Elle fait valoir, à titre subsidiaire, que la demande de sursis à statuer n’est pas justifiée alors que l’obligation de libérer les apports promis ne dépend pas de l’existence d’un passif. Elle plaide qu’il n’y a pas lieu de confondre l’obligation inconditionnelle de libérer les apports souscrits avec la contribution aux pertes, qui, quant à elle, dépend effectivement d’une insuffisance d’actif.
Elle ajoute qu’il n’est nullement justifié que la vente pour la valorisation annoncée et, au demeurant, non justifiée, permettra de désintéresser les créanciers, l’état du passif n’étant pas connu.
La SARL [Localité 5] [15] n’a pas conclu sur l’incident.
L’incident a été appelé à l’audience du 4 novembre 2024 et mis en délibéré ce jour.
MOTIFS
Le sursis à statuer est prévu par les articles 378 à 380-1 du code de procédure civile et relève du régime des exceptions de procédure, donc de la compétence du juge de la mise en état définie par l’article 789 du même code.
L’article 74 du code de procédure civile dispose que “les exceptions doivent, à peine d’irrecevabilité, être soulevées simultanément et avant toute défense au fond ou fin de non-recevoir.

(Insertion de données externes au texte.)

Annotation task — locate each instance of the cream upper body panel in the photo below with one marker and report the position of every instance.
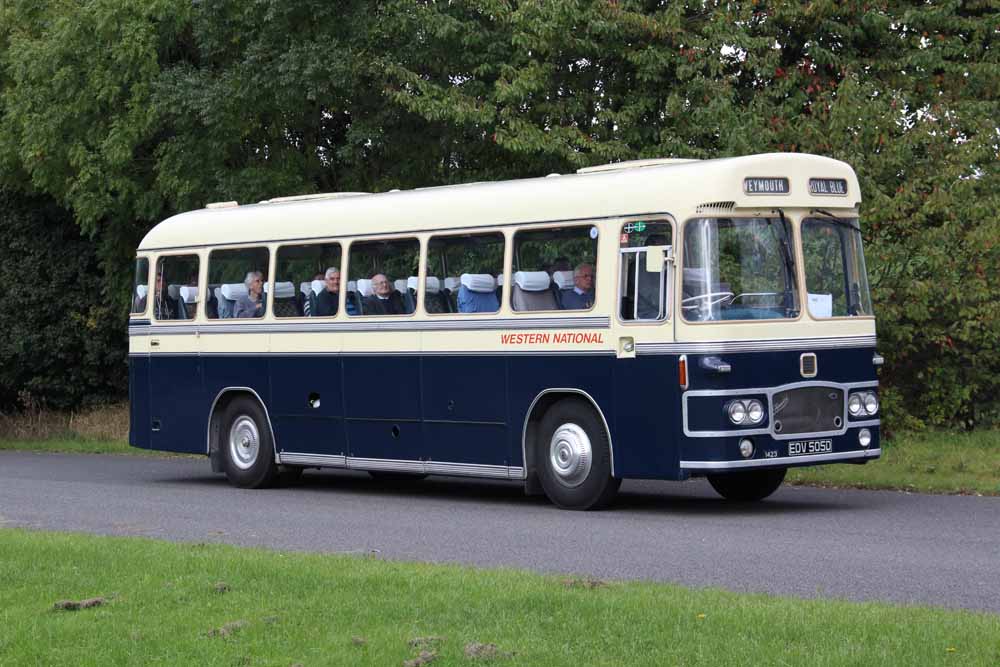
(592, 195)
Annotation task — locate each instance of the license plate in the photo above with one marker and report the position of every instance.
(803, 447)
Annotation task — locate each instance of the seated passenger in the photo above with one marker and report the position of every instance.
(252, 304)
(477, 294)
(384, 299)
(581, 297)
(328, 299)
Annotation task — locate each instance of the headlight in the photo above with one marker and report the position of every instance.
(737, 412)
(755, 411)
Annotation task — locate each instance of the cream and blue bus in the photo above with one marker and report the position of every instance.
(655, 319)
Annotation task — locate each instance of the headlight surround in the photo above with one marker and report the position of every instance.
(871, 402)
(737, 411)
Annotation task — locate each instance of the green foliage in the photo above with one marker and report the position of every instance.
(62, 344)
(127, 111)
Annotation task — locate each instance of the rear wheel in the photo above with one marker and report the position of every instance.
(247, 447)
(748, 486)
(573, 457)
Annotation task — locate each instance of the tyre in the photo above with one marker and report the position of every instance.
(749, 486)
(246, 444)
(573, 457)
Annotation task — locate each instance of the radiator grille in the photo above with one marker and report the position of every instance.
(808, 410)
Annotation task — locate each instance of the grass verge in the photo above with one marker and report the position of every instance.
(147, 602)
(933, 461)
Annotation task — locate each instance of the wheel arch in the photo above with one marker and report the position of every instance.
(223, 399)
(541, 403)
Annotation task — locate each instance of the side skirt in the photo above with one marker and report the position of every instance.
(396, 465)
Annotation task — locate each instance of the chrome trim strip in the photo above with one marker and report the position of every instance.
(757, 463)
(780, 344)
(348, 326)
(318, 460)
(211, 410)
(380, 353)
(413, 232)
(846, 387)
(402, 465)
(524, 426)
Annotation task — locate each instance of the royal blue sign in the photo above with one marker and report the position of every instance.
(828, 186)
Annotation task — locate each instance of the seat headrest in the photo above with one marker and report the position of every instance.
(478, 282)
(233, 291)
(189, 293)
(532, 281)
(284, 290)
(564, 279)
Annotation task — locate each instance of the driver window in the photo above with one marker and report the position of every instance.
(642, 293)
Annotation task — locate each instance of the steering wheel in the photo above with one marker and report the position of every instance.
(710, 299)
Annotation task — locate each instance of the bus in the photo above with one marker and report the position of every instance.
(655, 319)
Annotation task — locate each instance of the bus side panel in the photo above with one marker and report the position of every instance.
(307, 405)
(138, 400)
(528, 376)
(382, 406)
(178, 406)
(464, 407)
(647, 420)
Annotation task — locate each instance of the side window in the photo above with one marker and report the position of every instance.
(643, 294)
(175, 295)
(307, 281)
(140, 286)
(236, 283)
(381, 275)
(464, 273)
(554, 268)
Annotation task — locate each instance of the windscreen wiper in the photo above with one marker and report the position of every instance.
(786, 256)
(835, 220)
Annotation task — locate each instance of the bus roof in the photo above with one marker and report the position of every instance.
(787, 180)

Il en est ainsi alors même que les règles invoquées au soutien de l’exception seraient d’ordre public.”
Dans ses conclusions au fond du 27 mars 2024, Mme [E] demande in limine litis au tribunal de surseoir à statuer. Si le dispositif des conclusions contient une formulation en suivant visant à “débouter toute partie de demandes plus amples ou contraires”, il apparaît qu’elle ne développe aucun moyen au soutien de cette prétention mais uniquement au soutien de la demande de sursis à statuer.
En l’espèce, il n’apparaît donc pas que Mme [E] ait développé une défense au fond avant de saisir le juge de la mise en état de son exception de procédure, préalablement portée devant le juge du fond.
La fin de non-recevoir tirée de l’irrecevabilité de la demande de sursis à statuer sera rejetée.
En application de l’article 378 du code de procédure civile, le juge peut ordonner un sursis à statuer dans l’intérêt d’une bonne administration de la justice si cette mesure n’est pas imposée par la loi.
Le capital social non libéré est une créance de la société contre ses associés, qui ne peut être regardée comme un actif disponible à prendre en compte pour le mesurer au passif exigible au sens de l’article L. 631-1 du code de commerce (Com., 23 avril 2013, n°12-18.453).
Dans le cadre des opérations de liquidation d’une société, le recouvrement des créances dues à la société par les associés au titre de leur apport et la cession d’actif immobilier interviennent au même stade, à savoir celui de la réalisation de l’actif.
Le liquidateur peut réclamer le versement intégral d’un apport auprès de chacun des associés sans attendre de voir si la réalisation de l’actif immobilier permet de désintéresser les créanciers.
Il n’y a donc pas lieu de surseoir à statuer sur la demande du liquidateur judiciaire visant à obtenir le versement du capital non libéré de la SCI [7] dans l’attente de la vente d’un immeuble lui appartenant.
Par mesure d’équité, Mme [E] sera condamnée à verser à la SCP [13] ès qualités, la somme de 800 euros au titre de l’article 700 du code de procédure civile.
EN CONSEQUENCE
Le juge de la mise en état,
— REJETTE la fin de non-recevoir tirée de l’irrecevabilité de la demande de sursis à statuer;
— REJETTE la demande de sursis à statuer dans l’attente de la vente de l’immeuble de la SCI [7] ;
— RENVOIE l’affaire à l’audience de mise en état du 6 mars 2025 pour les conclusions au fond des défendeurs;
— CONDAMNE Mme [E] à verser à la somme de 800 euros à la SCP SILVESTRI-BAUJET ès qualités au titre de l’article 700 du code de procédure civile ;
— RESERVE les dépens.
La présente décision est signée par Caroline RAFFRAY, Vice-Présidente, et David PENICHON, Greffier.